Сейчас у нас есть цензура. Она работает, но, мне кажется, работает совершенно не в том направлении, в каком нужно. Скажем, патриотизм, главная государственная идея сегодня. Какое огромное количество фальшивок снято на эту тему! Уверен, они принесут большой вред людям. Патриотизм — очень сложное понятие. Государство постоянно спрашивает с художников: где же у вас патриотизм? Но патриотизм-то бывает разный. Бывает цивилизованный патриотизм — патриотизм настоящих граждан, которые понимают и любят свою культуру, — это патриотизм таких людей, как Тарковский, например. Я могу назвать многих подлинных патриотов — тех, кто принес славу нашему кино в то время, когда это можно было назвать подвигом. Они были настолько упрямы, упорны и бескомпромиссны, что сумели ни разу не предать свои принципы, свои взгляды и интересы. Они не делали безвкусных вещей, не стремились к дешевой популярности. Сегодняшний же так называемый «патриотизм» построен на абсолютной фальсификации. Люди, которые на всех углах громко кричат о том, как они любят родину, не могут рассчитывать на доверие, я им точно не верю.

6. Нет, мне не кажется. Правда, идет размежевание в среде художников. Есть множество таких, которые что угодно готовы сделать, как угодно прогнуться, лишь бы заработать деньги. Деньги превратились в тотальный стимул. Но есть сейчас и настоящие художники, которые никогда не пойдут на компромисс ради денег. Для них гораздо важнее то, что они оставят после себя, чем то, что он положит в карман. Сейчас появились авторы, которые делают серьезное кино, говорят о серьезных вещах. Гигантская проблема — сценарии. Исчезла школа редактуры, исчезло отношение к сценарию как к уникальному произведению, как к основе всего. Из-за этого мы наблюдаем чудовищный процесс исчезновения художественного смысла кинематографа. Диалоги просто невозможные. Падению уровня драматургии немало способствовали люди, которые паразитировали на сериалах, огромное количество так называемых «успешных» продюсерских компаний, продвигавших всю эту ужасную продукцию.
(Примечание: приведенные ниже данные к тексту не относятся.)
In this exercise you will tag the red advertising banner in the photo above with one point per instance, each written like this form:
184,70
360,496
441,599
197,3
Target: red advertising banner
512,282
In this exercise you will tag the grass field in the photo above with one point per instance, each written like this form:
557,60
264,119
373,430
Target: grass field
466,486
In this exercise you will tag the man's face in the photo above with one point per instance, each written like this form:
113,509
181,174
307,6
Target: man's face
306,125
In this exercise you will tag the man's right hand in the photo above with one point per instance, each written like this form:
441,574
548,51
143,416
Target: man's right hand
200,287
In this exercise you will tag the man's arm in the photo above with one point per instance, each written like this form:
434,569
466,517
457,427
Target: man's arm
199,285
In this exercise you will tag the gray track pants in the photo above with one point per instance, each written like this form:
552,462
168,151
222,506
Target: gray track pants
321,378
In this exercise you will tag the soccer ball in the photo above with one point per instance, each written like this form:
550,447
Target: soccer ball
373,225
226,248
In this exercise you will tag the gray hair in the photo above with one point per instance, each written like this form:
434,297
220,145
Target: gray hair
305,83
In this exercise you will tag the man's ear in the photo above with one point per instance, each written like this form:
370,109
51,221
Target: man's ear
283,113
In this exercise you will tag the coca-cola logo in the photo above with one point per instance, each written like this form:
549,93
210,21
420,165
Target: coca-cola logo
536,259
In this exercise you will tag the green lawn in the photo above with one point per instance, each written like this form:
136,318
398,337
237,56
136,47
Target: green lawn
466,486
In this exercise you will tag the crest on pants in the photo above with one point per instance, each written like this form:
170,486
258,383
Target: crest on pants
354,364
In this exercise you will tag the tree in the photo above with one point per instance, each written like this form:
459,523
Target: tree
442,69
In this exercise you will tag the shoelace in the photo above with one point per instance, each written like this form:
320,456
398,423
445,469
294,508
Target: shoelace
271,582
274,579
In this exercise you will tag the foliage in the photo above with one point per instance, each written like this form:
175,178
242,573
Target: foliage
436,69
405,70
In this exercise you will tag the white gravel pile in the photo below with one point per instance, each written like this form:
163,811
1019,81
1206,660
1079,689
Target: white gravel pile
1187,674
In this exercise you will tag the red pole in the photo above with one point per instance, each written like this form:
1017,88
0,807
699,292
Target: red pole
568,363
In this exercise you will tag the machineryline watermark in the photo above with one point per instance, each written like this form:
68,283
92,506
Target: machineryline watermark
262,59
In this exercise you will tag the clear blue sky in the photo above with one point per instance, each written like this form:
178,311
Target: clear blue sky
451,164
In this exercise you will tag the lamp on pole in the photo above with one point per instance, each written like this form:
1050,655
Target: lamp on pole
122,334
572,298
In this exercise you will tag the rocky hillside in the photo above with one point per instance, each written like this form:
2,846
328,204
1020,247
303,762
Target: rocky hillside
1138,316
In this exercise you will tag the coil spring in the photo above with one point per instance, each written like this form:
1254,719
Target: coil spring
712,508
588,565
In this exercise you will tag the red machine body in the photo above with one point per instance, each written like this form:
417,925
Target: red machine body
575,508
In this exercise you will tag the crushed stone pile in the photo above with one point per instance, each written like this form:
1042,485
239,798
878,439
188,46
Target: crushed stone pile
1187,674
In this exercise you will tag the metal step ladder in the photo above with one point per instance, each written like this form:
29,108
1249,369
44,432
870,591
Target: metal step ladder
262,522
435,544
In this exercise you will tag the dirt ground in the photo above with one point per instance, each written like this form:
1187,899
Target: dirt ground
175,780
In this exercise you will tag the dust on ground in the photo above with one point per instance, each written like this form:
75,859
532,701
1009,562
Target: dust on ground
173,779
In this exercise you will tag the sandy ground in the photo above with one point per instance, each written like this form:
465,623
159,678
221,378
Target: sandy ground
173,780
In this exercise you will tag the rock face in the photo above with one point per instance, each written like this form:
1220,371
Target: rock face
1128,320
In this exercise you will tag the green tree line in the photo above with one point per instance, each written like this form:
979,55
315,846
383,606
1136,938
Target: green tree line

Все это развратило и авторов, и зрителей. Зритель сегодня не может понять ни одну более или менее серьезную, снабженную какими-то мыслями картину. Он не может понять ее, потому что потерял способность размышлять над тем, что видит на экране, испытывать какие-то чувства по отношению к происходящему. А мысли, идеи он вообще не воспринимает. Его приучили к примитиву, к пустоте. Никто не заметил, как у нас зрительский уровень упал до нуля. Так что мы имеем дело с абсолютно нецивилизованной аудиторей, которая реагирует на такие фильмы, как «Гитлер, капут», «Самый лучший фильм». Государству должно быть стыдно давать деньги на такое кино. Я считаю, что это страшная проблема. Но государству, наверное, не стыдно. Аморальное государство — я его не понимаю и не хочу понимать.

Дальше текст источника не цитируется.